Pay flex business case will move forward after ballot by PCS union
Photo: Adobe Stock

Members of the PCS union have voted overwhelmingly to accept a three-year pay package that outstrips civil service-wide pay remit guidance.

In a ballot last month, 93.7% of those who voted backed the deal, which will see Home Office officials receive a pay increase of at least 6% in 2025-26, 5.5% in 2026-27 and 4% in 2027-28. Just over 60% of eligible union members voted in the poll between 9 and 30 March.

The result means the department can move forward with its pay flex business case. Pay remit guidance published by the Cabinet Office last year said departments could increase their overall paybills by 3.25% in 2025-26, with scope for a further 0.5% increase to be targeted at “specific departmental workforce issues”. Anything beyond this requires the department to set out a pay flex business case detailing where it can save money to pay for the extra pay bump, which must be approved by the Cabinet Office and Treasury.

The deal includes a break clause that will be triggered if pay remit guidance exceeds 5.5% in 2026 or 3.6% in 2027.

Under the deal, some staff – including those in the lowest-paid grades – will receive higher pay adjustments. Pay for administrative officers and executive officers will increase by up to  7.74%, 7.29% and 4.66% over the three-year period covered by the deal.

This means that by July 2027, all Home Office officials will earn at least £15 per hour, with the national salary for administrative assistants sitting at £29,050. Pay for administrative officers and executive officers, who make up around 67% of the department’s workforce, will increase by up to 20% over that period, according to PCS.

The deal also includes changes to paternity and adoption leave, which will come into effect this July. Some 7,500 staff on pre‑modernised terms will transition to modernised conditions and will receive compensation payments worth between £3,000 to £5,000.

PCS said it expects staff’s April salaries to reflect the changes. The pay adjustment will be backdated to July 2025, excluding a 3% interim payment made in December.

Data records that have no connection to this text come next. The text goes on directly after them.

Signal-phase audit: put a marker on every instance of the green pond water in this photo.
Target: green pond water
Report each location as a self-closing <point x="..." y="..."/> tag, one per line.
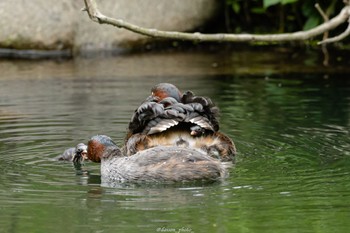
<point x="290" y="125"/>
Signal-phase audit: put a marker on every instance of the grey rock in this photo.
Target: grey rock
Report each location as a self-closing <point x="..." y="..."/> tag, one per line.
<point x="59" y="25"/>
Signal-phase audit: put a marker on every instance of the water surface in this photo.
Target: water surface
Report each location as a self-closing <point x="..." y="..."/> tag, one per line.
<point x="291" y="130"/>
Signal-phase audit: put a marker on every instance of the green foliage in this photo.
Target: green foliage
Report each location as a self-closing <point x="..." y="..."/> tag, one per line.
<point x="278" y="15"/>
<point x="267" y="3"/>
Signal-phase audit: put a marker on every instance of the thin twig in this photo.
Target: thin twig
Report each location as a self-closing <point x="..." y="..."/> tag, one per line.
<point x="325" y="35"/>
<point x="340" y="37"/>
<point x="96" y="16"/>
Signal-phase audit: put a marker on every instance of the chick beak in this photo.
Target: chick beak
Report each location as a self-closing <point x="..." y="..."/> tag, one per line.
<point x="84" y="154"/>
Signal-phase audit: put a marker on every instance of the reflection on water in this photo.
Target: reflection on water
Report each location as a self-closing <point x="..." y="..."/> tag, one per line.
<point x="291" y="131"/>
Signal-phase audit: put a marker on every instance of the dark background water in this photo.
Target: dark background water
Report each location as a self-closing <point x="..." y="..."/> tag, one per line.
<point x="290" y="125"/>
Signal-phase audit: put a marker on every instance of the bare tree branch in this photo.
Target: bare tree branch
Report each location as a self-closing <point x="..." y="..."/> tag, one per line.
<point x="342" y="17"/>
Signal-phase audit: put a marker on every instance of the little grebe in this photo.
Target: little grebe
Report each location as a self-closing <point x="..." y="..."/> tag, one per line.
<point x="162" y="163"/>
<point x="169" y="118"/>
<point x="75" y="154"/>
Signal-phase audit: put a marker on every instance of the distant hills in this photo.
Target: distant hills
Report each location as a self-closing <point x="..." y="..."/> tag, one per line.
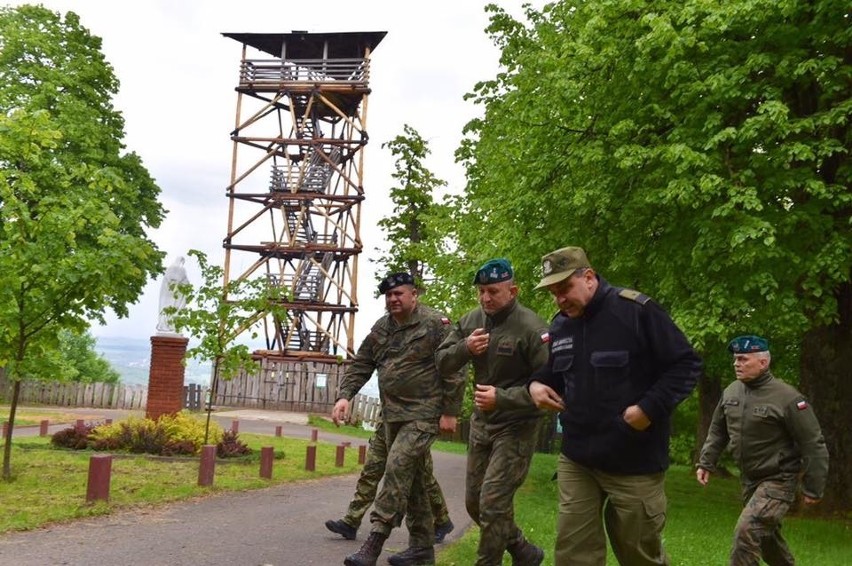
<point x="131" y="358"/>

The union said it will monitor implementation of the deal closely and is encouraging its members to check their entitlements using the department’s pay calculator.

The ballot follows nearly a year of negotiations, consultation and “detailed work” between PCS and the Home Office, the union said. 

“The deal is a substantial achievement, marking continued progress since the industrial action of recent years and delivering meaningful long‑term gains for members,” it said.

When the pay offer was put forward in March, a Home Office spokesperson said: “The three-year pay deal that we have been negotiating with our trade unions will be cost neutral overall and follows an assessment of pay and conditions across the department.

“It will mean we can deploy our workforce more efficiently and attract and retain the best talent to deliver on our priorities of securing the border, making our streets safer and protecting homeland security.”